Loosen the meaning of status in API conventions

As per KEP kubernetes/enhancements#2527 - remove the "from observation" guidance and add some discussion of when to use status fields vs. additional types for allocated resources.
thockin · Sep 10, 2021 · 0eb9eeb · 0eb9eeb
1 parent c34d339
commit 0eb9eeb
Showing 1 changed file with 107 additions and 6 deletions.
diff --git a/contributors/devel/sig-architecture/api-conventions.md b/contributors/devel/sig-architecture/api-conventions.md
@@ -253,10 +253,20 @@ including configuration settings provided by the user,
 or otherwise changed after creation by other ecosystem components (e.g.,
 schedulers, auto-scalers), and is persisted in stable storage with the API
 object. If the specification is deleted, the object will be purged from the
-system.
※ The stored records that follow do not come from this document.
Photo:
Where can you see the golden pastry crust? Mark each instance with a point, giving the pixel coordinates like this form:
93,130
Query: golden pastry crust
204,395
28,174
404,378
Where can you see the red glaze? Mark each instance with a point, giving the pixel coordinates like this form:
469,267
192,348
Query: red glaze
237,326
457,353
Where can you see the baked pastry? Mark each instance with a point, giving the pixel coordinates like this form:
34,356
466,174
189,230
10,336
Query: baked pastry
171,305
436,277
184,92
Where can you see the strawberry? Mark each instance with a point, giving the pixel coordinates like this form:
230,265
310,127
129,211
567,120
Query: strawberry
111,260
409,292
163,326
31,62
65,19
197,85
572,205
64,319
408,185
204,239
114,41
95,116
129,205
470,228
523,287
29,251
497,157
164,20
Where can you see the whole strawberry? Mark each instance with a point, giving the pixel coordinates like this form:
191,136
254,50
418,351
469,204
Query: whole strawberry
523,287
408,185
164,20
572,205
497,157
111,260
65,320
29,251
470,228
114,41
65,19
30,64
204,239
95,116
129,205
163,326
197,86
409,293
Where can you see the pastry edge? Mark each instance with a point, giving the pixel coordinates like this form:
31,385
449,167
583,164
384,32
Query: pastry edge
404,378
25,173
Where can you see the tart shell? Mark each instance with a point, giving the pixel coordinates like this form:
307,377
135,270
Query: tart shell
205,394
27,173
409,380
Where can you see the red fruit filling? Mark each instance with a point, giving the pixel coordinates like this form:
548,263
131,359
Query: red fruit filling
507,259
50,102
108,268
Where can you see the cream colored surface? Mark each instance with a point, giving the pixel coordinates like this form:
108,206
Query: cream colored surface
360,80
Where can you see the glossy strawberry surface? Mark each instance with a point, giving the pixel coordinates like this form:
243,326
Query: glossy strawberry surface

The status summarizes the current state of the object in the system, and
-is usually persisted with the object by automated processes but may be
-generated on the fly. At some cost and perhaps some temporary degradation in
-behavior, the status could be reconstructed by observation if it were lost.
+system.
+
+The status summarizes the current state of the object in the system, and is
+usually persisted with the object by automated processes but may be generated
+on the fly.  As a general guideline, fields in status should be the most recent
+observations of actual state, but they may contain information such as the
+results of allocations or similar operations which are executed in response to
+the object's spec.  See [below](#representing-allocated-values) for more
+details.
+
+Types with spec and status stanzas can (and usually should) have distinct
+authorization scopes for them.  This allows users to be granted full write
+access to spec and read-only access to status, while relevant controllers are
+granted read-only access to spec but full write access to status.
 
 When a new version of an object is POSTed or PUT, the "spec" is updated and
 available immediately. Over time the system will work to bring the "status" into
@@ -363,7 +373,7 @@ Conditions are most useful when they follow some consistent conventions:
   ("Deploying"). Intermediate states may be indicated by setting the status of
   the condition to `Unknown`.
 
-  * For state transitions which take a long period of time (rule of thumb: > 1
+  * For state transitions which take a long period of time (e.g. more than 1
     minute), it is reasonable to treat the transition itself as an observed
     state. In these cases, the Condition (such as "Resizing") itself should not
     be transient, and should instead be signalled using the
@@ -1610,7 +1620,6 @@ be less than 256", "must be greater than or equal to 0".  Do not use words
 like "larger than", "bigger than", "more than", "higher than", etc.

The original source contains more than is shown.